Ce geste s’inscrit dans une temporalité autre, disjointe de la logique linéaire des causes et des effets. Il épouse une forme d’histoire discontinue, souterraine, faite de persistances minuscules, d’interruptions signifiantes, de gestes inapaisés. Ce régime du temps est celui de la Jetztzeit, où le présent est traversé par les cicatrices du passé et les promesses désaccordées de l’avenir.

Il ne délivre aucune certitude close, ne revendique aucune identité fixe. Ce qu’il met en œuvre, c’est une manière de relier sans annexer (Glissant), de se rendre sensible sans se rendre maître. La flottille n’exhibe pas une cause, elle convoque une adresse; elle n’impose pas un récit, elle propose un tremblement, une faille, une disjonction.

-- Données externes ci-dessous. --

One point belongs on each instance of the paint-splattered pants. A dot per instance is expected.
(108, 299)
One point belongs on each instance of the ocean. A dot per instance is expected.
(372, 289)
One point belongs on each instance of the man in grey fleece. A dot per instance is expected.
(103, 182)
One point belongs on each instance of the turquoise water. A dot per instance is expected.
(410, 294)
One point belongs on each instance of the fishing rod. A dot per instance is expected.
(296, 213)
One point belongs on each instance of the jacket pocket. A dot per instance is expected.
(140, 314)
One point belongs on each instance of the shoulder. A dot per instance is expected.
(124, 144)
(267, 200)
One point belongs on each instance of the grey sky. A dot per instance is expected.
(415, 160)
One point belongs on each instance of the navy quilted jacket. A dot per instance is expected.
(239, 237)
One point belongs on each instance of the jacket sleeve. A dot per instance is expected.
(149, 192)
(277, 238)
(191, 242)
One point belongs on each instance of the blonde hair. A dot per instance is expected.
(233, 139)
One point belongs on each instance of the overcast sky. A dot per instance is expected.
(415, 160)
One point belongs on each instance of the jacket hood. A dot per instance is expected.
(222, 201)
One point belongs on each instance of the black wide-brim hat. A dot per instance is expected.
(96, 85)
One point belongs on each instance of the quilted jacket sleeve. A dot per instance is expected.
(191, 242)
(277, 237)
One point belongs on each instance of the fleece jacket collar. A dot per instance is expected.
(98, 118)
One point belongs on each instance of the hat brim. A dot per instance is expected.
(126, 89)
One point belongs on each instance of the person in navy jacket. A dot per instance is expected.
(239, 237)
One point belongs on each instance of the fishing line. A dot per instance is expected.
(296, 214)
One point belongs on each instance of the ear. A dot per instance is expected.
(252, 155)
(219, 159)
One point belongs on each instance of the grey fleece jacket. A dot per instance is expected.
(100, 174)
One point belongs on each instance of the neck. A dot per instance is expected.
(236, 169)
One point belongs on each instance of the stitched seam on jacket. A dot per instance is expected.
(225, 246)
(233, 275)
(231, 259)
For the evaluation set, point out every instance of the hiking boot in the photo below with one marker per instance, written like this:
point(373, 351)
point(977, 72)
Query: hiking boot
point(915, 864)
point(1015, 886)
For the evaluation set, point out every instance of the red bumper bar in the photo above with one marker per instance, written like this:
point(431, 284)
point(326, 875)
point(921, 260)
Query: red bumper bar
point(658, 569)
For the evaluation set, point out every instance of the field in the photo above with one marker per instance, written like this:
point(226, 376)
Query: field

Ce geste inachevé ne désigne ni une faiblesse, ni un échec. Il désigne une puissance située : celle de celles et ceux qui, sans attendre l’autorisation des puissants, produisent des formes d’existence communes. Non pas des héroïsmes, mais des insistances; non pas des triomphes, mais des durées. En cela, cette traversée de ce début du mois de juin 2025 ne marque pas un terme, mais une ligne de crête, un point où quelque chose a été rendu irréversible, non par sa réalisation, mais par sa ténacité.

Ce qui commence ici n’est pas un récit à conclure, mais une persistance à porter. Une pensée qui demeure inachevée, à l’image de la flottille elle-même : non comme incomplétude, mais comme puissance de trouble, d’adresse, et de résistance.

Sylvain George

9 Juin 2025

  1. Seconde version comportant des corrections, du texte publié sur AOC le 9 juin 2025 :
    https://aoc.media/opinion/2025/06/09/le-madleen-ou-linacheve-comme-forme-politique/
  2.  Walter Benjamin, “Sur le concept d’histoire” in Oeuvre III, Paris, Gallimard, coll. Folio Essais, 2000.
  3.  Michel Foucault, « Des espaces autres », in Dits et écrits, T IV, Paris Gallimard, 1994, p. 752-762.
  4.  Walter Benjamin, Ibid.
  5.  Ibid.
  6. Judith Butler, Rassemblement. Pluralité, performativité et politique, Paris, Fayard, 2016.
  7.  Le ministre de la Défense israélien, Israël Katz, dans un message diffusé sur X, dimanche 8 juin 2025.